February 07, 2005

Respectability, assumed

The old woman has returned to the flower bed near my home. She lived there for months before, vanished for months, and is now back there again. At night, she curls around her few bags, so expertly that you might think she's just a largish bundle. In the day, she wanders among the nearby shops, cadging a cup of tea or something to eat. Often, inexplicably, she drags herself about on hands and butt.

Who is she, how did she come here, what's going to become of her? The rumour is that she's from a wealthy Mahim family that doesn't want her any more. She won't say. But there's this puzzle that is also whispered about: She speaks English fluently, often is reading it. While it should not, that baffles me. Because like any number of other Indians, I automatically assume that English speakers are from "respectable" middle- or upper-class families, and so you would not ordinarily find them destitute.

A foolish assumption, and to know as much, I need look no further than this lady.

Yet tragic as she is, I don't write this to direct your attention there. No callousness meant, but there are plenty of destitute Indian women, and this one is in no way special. Instead, I am trying to get at an attitude here. At this idea of "respectable" people.

In November 2003, a gang of young creeps burst into a Borivali home, stabbed a grandmother to death, stabbed her daughter when she tried to help her mother, and tried to stop the one-year-old kid crying out. He did stop. Because they hung him from the fan and killed him.

How difficult was it for you to read those sentences? It was pretty damned hard for me to write them. I can't and hope I never will understand inhumanity like that.

The creeps were caught soon. When that happened, press reports about them mentioned again and again that they were all from "respectable middle-class families" which were "English-speaking." The police officers who caught them said the same. Judging from these comments, there's a collective sense of wonder we seem to feel about men like these. How could the sons of these "respectable" families commit such horrors? How could "English-speakers" commit such horrors?

Yet why should they not? Or put it this way: is it only poor vernacular-speakers who murder people? Must we assume that if you speak English, you are respectable; and if you are that way, you will not indulge in crime?

Which respectable families did these Borivali murderers call their own?

But that word "respectable" really stands for this presumption: that we, people like us, never commit crimes, never have to demean ourselves on the streets. Others may, but we don't. Because we are respectable. Others are not. Therefore, it surprises us when respectable people like us are driven to tragic indignity by poverty, or do horrible things to families.

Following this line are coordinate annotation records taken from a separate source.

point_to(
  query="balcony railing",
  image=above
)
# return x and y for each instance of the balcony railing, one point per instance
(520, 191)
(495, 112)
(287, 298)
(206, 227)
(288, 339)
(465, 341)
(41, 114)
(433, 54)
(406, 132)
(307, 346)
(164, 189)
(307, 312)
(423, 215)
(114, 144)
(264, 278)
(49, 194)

In fact, so surprising is it that at some level we don't quite want to believe it.

The point here: values have sunk so low that the best assumption to make about many of us may not be respectability, but its opposite (disrespectability?). How many of us pay our taxes? Are willing to give a bribe to traffic cops? Buy illegally constructed flats using unaccounted money? Drool over Harshad Mehta's shady methods? We wink at all this, and yet like to pretend that we are respectable.

So: a pox on this idea of respectable families. Criminals stand on their own; they are not judged -- formally or informally -- according to the station of their families. A forlorn old woman on the street gets our sympathy not because she speaks English, but because of the miserable condition of her life. And respectability, as always, must be earned. Not assumed.

2 comments:

Anonymous said...

Well "ofcourse" English speakers are respectable. Do they all not live in "pukka" houses and work in "ac" offices? And the non-english speakers do the laborious work.

Automatic grant of respectability can be debated about at many levels, one of them has to be the value of work. Apparently there is a pecking order of jobs that a society needs or does. And this pecking order is not in terms of personal preferences but rather appealibility, to coin a word.

And the two, the appealibility of a particular job and lingual respectibility rub off on each other.

Excellent post.

sudeep said...

>> Yet why should they not? Or put it this way: is it only poor vernacular-speakers who murder people? Must we assume that if you speak English, you are respectable; and if you are that way, you will not indulge in crime?

Dont be silly.. Knowing english brings with it opportunities that would be denied to you were you to speak only a "vernacular". Would DD be DD if he were a "vernacular" "journalist" ?

So yes, I will be surprised if I see/hear about an english speaking person in India committing a crime, just as I would be surprised if I hear about the son/daughter of a multi millionair in the US committing a crime - cause that person did that despite having so many opportunities that others are denied. And yes, I think, this presence or not of opportunity affects the chance of one committing a crime.